Falácias de quem não percebe o liberalismo II - direito de propriedade e saúde

Sobre este artigo:

Um caçador foi capaz de apanhar um javali, sozinho. A caminho da sua caverna adormece.
Um outro homem passa por lá, e decide levar o javali morto.

O que este homem fez é condenável?

[...]

A resposta mais simples, influenciada pela intuição irreflectida, ou por ensinamentos religiosos rígidos e interiorizados, é que a acção constitui roubo. O qual é condenável.
Mais uma vez o João Vasco tenta erguer um espectro que pura e simplesmente não faz sentido em termos de doutrina liberal. A consideração de que a perspectiva liberal em relação à propriedade emerge de considerações éticas ou religiosas é um equívoco que importa esclarecer.

Enquanto o socialismo, esse sim, associa a propriedade a questões morais de "justiça social", consubstanciados no clássico "a terra a quem a trabalha", estabelecendo uma clara correlação contínua entre o "merecer", pelo esforço do trabalho e o "ter", e transformando a propriedade na prática num direito de ocupação sancionado pelo estado de acordo com critérios discricionários e somente enquanto estes forem cumpridos, o direito de propriedade para os liberais constitui-se geralmente estabelecendo-se critérios legitimadores da transferência e da posse. Essencialmente, a propriedade constitui-se quando alguém demonstra ter trabalhado sem objecção de ninguém para valorizar uma propriedade devoluta, adquirindo a sua posse, ou transfere-se posteriormente quando alguém consegue convencer o seu proprietário a abdicar dela em troca de determinado valor que o motiva à troca.

No caso em concreto do javali, e partindo-se do princípio que foi caçado em domínio público, o acto de o caçar, quando ninguém mais o havia feito nem tinha investido os seus recursos e o seu tempo nisso, legitima plenamente que o caçador adquira a propriedade absoluta sobre o javali. Posteriormente, quem quiser apropriar-se de todo ou de parte do javali terá que convencer o caçador, com contrapartidas, de que este tem interesse em estabelecer determinada troca. Os problemas e as considerações liberais terminam essencialmente por aqui. O caçador adquiriu o javali não porque foi melhor do que os outros ou porque teve um desígnio mais elevado, mas sim porque teve a iniciativa, enfrentou a sua necessidade e arriscou, colhendo posteriormente os frutos.
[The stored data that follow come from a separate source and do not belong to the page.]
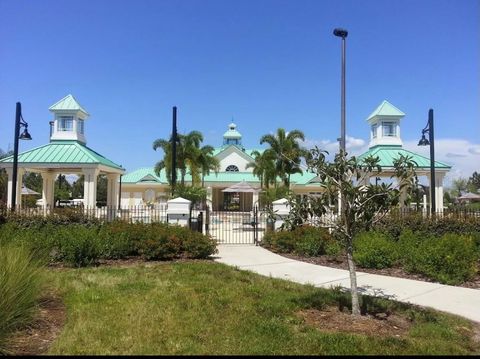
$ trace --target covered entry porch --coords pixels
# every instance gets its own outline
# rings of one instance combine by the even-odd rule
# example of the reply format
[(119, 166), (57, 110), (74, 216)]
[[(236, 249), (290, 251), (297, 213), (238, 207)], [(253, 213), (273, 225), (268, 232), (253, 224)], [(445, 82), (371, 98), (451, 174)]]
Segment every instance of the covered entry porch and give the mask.
[(259, 189), (245, 181), (207, 188), (207, 202), (213, 211), (250, 212), (258, 204)]

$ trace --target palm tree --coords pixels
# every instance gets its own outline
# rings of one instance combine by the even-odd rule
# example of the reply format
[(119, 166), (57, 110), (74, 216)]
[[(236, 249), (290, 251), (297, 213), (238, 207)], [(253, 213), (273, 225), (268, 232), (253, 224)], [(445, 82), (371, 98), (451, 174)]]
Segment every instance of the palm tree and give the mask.
[(245, 168), (253, 168), (253, 174), (260, 179), (260, 186), (268, 188), (270, 183), (276, 182), (275, 155), (272, 151), (253, 151), (254, 162), (247, 164)]
[(177, 161), (182, 185), (185, 184), (187, 167), (190, 169), (192, 176), (192, 185), (200, 182), (200, 166), (197, 159), (200, 155), (200, 144), (202, 141), (203, 135), (199, 131), (191, 131), (186, 135), (179, 135), (180, 145), (177, 149)]
[(205, 176), (209, 175), (210, 171), (214, 171), (216, 174), (220, 171), (220, 162), (213, 155), (214, 150), (212, 146), (203, 146), (197, 158), (202, 172), (202, 187), (205, 187)]
[(300, 130), (285, 132), (285, 129), (277, 129), (275, 135), (263, 135), (260, 144), (268, 143), (270, 148), (265, 152), (272, 152), (275, 157), (276, 174), (282, 178), (287, 188), (290, 187), (290, 175), (302, 173), (300, 169), (301, 157), (304, 149), (300, 147), (298, 140), (305, 141), (305, 135)]
[[(177, 163), (176, 168), (180, 171), (180, 182), (185, 185), (185, 176), (187, 169), (192, 175), (192, 185), (200, 182), (201, 166), (198, 161), (201, 155), (200, 144), (203, 141), (203, 135), (199, 131), (191, 131), (186, 135), (177, 135)], [(172, 142), (165, 139), (157, 139), (153, 142), (153, 149), (161, 148), (164, 152), (163, 159), (155, 164), (155, 173), (160, 175), (160, 171), (165, 169), (167, 180), (172, 185)]]
[[(160, 171), (165, 169), (167, 181), (172, 185), (172, 142), (164, 140), (162, 138), (156, 139), (153, 142), (153, 149), (156, 151), (158, 148), (163, 150), (163, 159), (155, 164), (155, 174), (160, 176)], [(177, 160), (178, 162), (178, 160)]]

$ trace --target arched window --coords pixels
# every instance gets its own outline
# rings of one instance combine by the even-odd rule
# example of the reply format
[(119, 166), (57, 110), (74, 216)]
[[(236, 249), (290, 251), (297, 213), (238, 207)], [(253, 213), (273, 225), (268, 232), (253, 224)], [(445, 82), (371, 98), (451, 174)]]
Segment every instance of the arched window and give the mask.
[(235, 166), (235, 165), (230, 165), (225, 169), (225, 171), (227, 171), (227, 172), (238, 172), (238, 167)]

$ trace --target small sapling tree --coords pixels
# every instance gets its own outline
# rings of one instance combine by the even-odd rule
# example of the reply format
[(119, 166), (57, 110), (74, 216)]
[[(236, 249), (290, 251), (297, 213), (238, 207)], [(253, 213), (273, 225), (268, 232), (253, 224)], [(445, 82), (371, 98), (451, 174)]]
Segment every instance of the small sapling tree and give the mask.
[[(345, 248), (352, 296), (352, 314), (360, 315), (357, 276), (353, 261), (353, 241), (355, 236), (368, 231), (389, 211), (406, 202), (412, 189), (416, 188), (417, 177), (415, 162), (411, 157), (400, 155), (394, 161), (393, 175), (395, 183), (371, 183), (370, 179), (379, 179), (382, 168), (378, 157), (347, 157), (339, 153), (333, 162), (326, 158), (328, 152), (315, 147), (306, 156), (308, 170), (315, 173), (322, 191), (315, 197), (297, 199), (291, 197), (291, 212), (285, 220), (288, 228), (304, 223), (330, 227)], [(339, 198), (340, 213), (335, 215), (331, 204)], [(404, 204), (404, 203), (402, 203)]]

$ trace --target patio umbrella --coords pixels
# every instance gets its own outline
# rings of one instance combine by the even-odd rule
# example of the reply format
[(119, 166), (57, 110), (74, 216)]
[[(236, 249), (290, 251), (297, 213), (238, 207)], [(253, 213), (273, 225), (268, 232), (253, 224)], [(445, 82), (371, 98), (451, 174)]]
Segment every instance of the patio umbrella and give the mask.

Em contrapartida, a alternativa socialista seria essa sim moral. O javali não seria nunca propriedade do caçador mas sim (com maior ou menor clareza), propriedade do "bem comum". A possibilidade do caçador poder dispor da sua presa passa a ser alvo de considerações externas: será que há pessoas mais necessitadas do javali que o caçador? Será que este até já tinha outros javalis caçados? Será que o javali engorda e não faz bem ao caçador comé-lo?
Imaginemos agora que o homem que passou por lá, por alguma razão que agora não vou explicar, precisaria desse javali para poder salvar a vida de 7 elementos da sua tribo. Imaginemos que ele sabe que o caçadaor nunca acederá caso ele peça o javali, mesmo que faça inúmeras promessas de pagamento futuro.
Parece óbvio que "roubar" se torna a decisão eticamente correcta.

[...]

O roubo, em geral, é errado porque as suas consequências são nefastas do ponto de vista do bem comum: as pessoas são menos incentivadas a produzir bens, e existirá um gasto desnecessário de esforço e recursos a proteger os nossos bens de terceiros. Isto para não falar nas questões da violência, das mortes, etc...
O João Vasco está a misturar dois problemas, e nesse processo compreende-se que não esteja muito interessado em "explicar a razão". Um problema é o da propriedade, e do roubo efectivo. Outro é o da responsabilidade do estado em zelar pela sobrevivência (leia-se redistribuir parcialmente o risco) dos seus cidadãos. O roubo é sempre um roubo. Quer seja por convenção ou por considerações apriorísticas de direito natural.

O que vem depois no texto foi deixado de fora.